$y \,=\, mx+c$
It is an equation of a straight line when a straight line intercepts $y$-axis at a point with some slope.
A straight line intercepts the vertical $y$-axis at point $B$ with an intercept $c$ and it makes an angle of $\theta$ with horizontal axis. The point $B$ in the form of coordinates is $B(0, c)$.
$P$ is a point on the straight line and it is $x$ and $y$ units distance from the origin in the directions of horizontal and vertical axes respectively. So, the point $P$ in the form of coordinates is written as $P(x, y)$.
Therefore, the straight line is denoted as $\small \overleftrightarrow{BP}$ in mathematics geometrically.
Take, the slope of straight line is represented by $m$ and write it in trigonometric form.
$m \,=\, \tan{\theta}$
Draw a perpendicular line to parallel line of $x$-axis from point $P$ and it intersects the parallel line of $x$-axis at point $Q$. Thus, a right triangle ($\Delta QBP$) is formed geometrically.

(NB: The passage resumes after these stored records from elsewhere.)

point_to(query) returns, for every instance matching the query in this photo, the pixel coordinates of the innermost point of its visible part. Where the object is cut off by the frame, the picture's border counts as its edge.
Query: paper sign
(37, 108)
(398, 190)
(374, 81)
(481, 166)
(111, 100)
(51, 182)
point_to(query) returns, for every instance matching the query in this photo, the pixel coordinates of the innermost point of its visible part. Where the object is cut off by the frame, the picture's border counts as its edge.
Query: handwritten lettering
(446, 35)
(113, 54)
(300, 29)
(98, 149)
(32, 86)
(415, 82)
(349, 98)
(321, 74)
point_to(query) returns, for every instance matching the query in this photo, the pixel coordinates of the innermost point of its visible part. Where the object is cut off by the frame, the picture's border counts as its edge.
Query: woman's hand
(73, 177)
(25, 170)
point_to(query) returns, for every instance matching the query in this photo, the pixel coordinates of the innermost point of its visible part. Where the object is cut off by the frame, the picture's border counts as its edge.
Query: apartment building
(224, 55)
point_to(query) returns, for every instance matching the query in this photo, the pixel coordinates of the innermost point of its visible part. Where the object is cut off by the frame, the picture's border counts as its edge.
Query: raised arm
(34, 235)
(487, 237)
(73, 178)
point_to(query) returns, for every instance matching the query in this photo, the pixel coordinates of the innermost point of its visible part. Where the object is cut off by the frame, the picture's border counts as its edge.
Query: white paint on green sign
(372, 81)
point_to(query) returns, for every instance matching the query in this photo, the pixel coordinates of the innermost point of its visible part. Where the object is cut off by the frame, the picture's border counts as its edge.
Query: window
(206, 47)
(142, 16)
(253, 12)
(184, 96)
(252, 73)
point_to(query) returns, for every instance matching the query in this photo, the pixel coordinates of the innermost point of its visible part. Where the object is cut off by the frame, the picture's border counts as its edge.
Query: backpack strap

Now, find the $\tan{\theta}$ in trigonometric system and it equals to the slope of the straight line.
$\tan{\theta} \,=\, \dfrac{PQ}{BQ}$
$\implies \tan{\theta} \,=\, \dfrac{OP-OQ}{BQ}$
$\implies \tan{\theta} \,=\, \dfrac{y-c}{x}$
$\implies m \,=\, \dfrac{y-c}{x}$
$\implies mx \,=\, y-c$
$\implies mx+c \,=\, y$
$\,\,\, \therefore \,\,\,\,\,\, y \,=\, mx+c$
It is a linear equation which represents an equation of a straight line when a straight line intercepts $y$-axis with a $y$-intercept and slope. Therefore, it is called as slope and $y$-intercept form equation of a straight line.